The pageant was replete with the same sorts of history, some notable, most largely forgotten, which make up almost any corner of England. Whereas many of Clarke’s pageants had focused on the exploits of monarchs and dukes, Cranleigh’s Pageant was attractive in its simplicity, telling how Cranleigh had weathered two thousand years of history in reasonably good humour. Perhaps the most memorable episode for the parish was the death of King Harthacnut in 1042 at the marriage feast of Gytha to Tovi the Proud. In actual fact, the King merely collapsed at Cranleigh, dying several days later in London. As he died young, leaving no heir, the great Scandinavian empire he had consolidated was broken up, with Edward the Confessor assuming the English crown. One might speculate that had Harthacnut not overindulged at Cranleigh, the events that led to the Norman Conquest fourteen years later might not have been set in motion.9 History is littered with these what-ifs, and even destructively drunken Danish monarchs scarcely impressed upon the place. Likewise, today, the commune of Savignano sul Rubicone, the point at which Caesar crossed the Rubicon into Italy in 49BC, remains a small town quite overlooked by history.10 To quote Philip Larkin: ‘Nothing, like something, happens anywhere.’11

Footnotes

  1. ^ Cranfold Pageant 2000, Souvenir Programme (np, 2000), unpaginated.
  2. ^ Ibid.
  3. ^ Country Life, 19 October 2000, 98.

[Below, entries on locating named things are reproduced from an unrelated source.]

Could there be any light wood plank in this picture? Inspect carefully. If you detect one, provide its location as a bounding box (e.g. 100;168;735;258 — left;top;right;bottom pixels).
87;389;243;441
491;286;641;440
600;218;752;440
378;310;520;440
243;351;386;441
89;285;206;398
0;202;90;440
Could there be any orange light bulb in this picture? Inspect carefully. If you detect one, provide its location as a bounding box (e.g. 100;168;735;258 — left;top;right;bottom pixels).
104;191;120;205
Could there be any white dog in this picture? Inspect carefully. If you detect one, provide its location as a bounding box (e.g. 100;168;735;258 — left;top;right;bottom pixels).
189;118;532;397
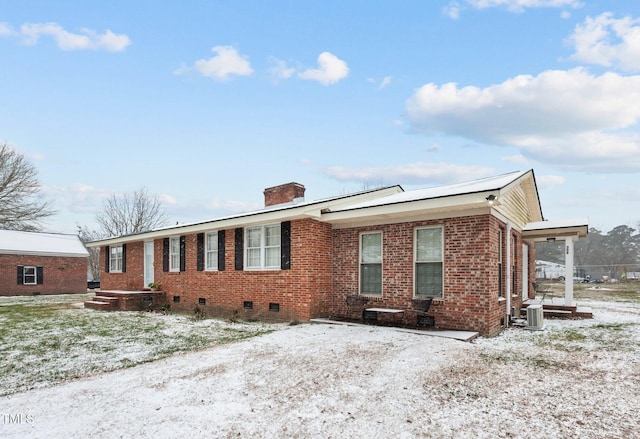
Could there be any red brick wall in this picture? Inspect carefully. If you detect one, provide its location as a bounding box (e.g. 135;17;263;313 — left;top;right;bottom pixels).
101;215;535;335
0;255;87;296
332;215;522;335
101;219;332;321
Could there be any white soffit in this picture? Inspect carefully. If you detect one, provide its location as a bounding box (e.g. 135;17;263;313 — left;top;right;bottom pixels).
522;218;589;241
0;230;89;257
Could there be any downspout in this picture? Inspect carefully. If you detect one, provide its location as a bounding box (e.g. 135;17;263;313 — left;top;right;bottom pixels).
505;222;511;326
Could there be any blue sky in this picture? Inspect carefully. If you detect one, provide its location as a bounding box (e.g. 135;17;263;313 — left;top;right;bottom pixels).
0;0;640;237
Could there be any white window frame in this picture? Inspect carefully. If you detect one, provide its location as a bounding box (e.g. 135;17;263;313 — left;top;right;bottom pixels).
244;223;282;271
22;265;38;285
169;236;180;273
109;244;124;273
204;231;218;271
358;230;384;297
413;226;445;299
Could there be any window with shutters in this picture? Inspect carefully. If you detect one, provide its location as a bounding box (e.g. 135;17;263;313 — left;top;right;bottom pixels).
360;232;382;295
109;245;123;273
245;224;281;270
414;227;444;297
22;267;38;285
169;236;180;271
205;232;218;271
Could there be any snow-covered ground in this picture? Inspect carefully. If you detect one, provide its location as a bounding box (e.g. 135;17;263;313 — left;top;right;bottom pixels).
0;302;640;438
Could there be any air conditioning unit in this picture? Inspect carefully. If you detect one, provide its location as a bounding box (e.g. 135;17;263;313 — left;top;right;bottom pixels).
527;305;544;331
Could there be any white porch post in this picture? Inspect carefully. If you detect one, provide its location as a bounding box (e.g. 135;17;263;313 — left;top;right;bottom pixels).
505;222;512;322
564;236;573;306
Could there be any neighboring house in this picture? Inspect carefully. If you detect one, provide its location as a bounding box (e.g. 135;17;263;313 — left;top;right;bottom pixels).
88;170;587;335
0;230;89;296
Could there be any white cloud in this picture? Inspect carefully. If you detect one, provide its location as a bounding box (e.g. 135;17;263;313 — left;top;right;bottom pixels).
465;0;582;12
443;0;583;20
42;183;111;214
567;12;640;72
20;23;131;52
406;68;640;171
158;194;178;206
298;52;349;85
184;46;253;80
500;154;529;163
367;76;393;89
324;162;495;184
0;22;15;37
536;175;565;189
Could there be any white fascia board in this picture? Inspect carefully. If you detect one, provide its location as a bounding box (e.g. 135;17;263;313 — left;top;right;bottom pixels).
0;249;89;258
322;191;495;227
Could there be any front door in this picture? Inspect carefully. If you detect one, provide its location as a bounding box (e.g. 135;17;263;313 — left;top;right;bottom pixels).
522;244;529;300
144;241;154;287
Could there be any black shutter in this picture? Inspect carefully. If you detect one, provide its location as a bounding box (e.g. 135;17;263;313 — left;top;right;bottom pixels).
18;265;24;285
218;230;225;271
180;236;187;271
196;233;204;271
162;238;169;271
280;221;291;270
235;227;244;270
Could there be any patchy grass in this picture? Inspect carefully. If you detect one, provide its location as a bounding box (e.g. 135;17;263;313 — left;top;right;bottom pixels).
572;283;640;303
0;295;280;395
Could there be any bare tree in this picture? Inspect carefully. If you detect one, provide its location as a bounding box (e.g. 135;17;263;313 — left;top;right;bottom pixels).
78;225;104;279
0;143;56;231
96;187;169;237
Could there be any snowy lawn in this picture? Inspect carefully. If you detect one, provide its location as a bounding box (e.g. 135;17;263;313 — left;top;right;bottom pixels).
0;295;283;398
0;288;640;438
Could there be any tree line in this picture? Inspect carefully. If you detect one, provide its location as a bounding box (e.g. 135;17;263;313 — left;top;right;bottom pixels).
0;143;168;278
536;225;640;279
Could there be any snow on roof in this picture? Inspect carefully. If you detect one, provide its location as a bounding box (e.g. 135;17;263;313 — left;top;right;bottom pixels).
523;218;589;231
0;230;89;257
334;171;529;212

  4. ^ ‘Obituary of David Clarke’, taken from Surrey Advertiser [no date given], accessed 22 May 2016, http://www.theoga.org/index.php/9-obituaries/65-david-clarke.
  5. ^ Cranfold Pageant 2000.
  6. ^ Country Life, 19 October 2000, 100.
  7. ^ Ibid., 98–100.
  8. ^ Ibid., 100.
  9. ^ M.K. Lawson, ‘Harthacnut [Hardecanute] (c.1018–1042), King of England and of Denmark’, Oxford Dictionary of National Biography, accessed 22 May 2016, http://www.oxforddnb.com/view/article/12252?docPos=1.
  10. ^ Commune Savigano sul Rubicone, accessed 22 May 2016, http://www.comune.savignano-sul-rubicone.fc.it/servizi/notizie/notizie_homepage.aspx.
  11. ^ Philip Larkin, ‘I Remember, I Remember’, in Phillip Larkin: Collected Poems, ed. Anthony Thwaite (London, 1988), 82.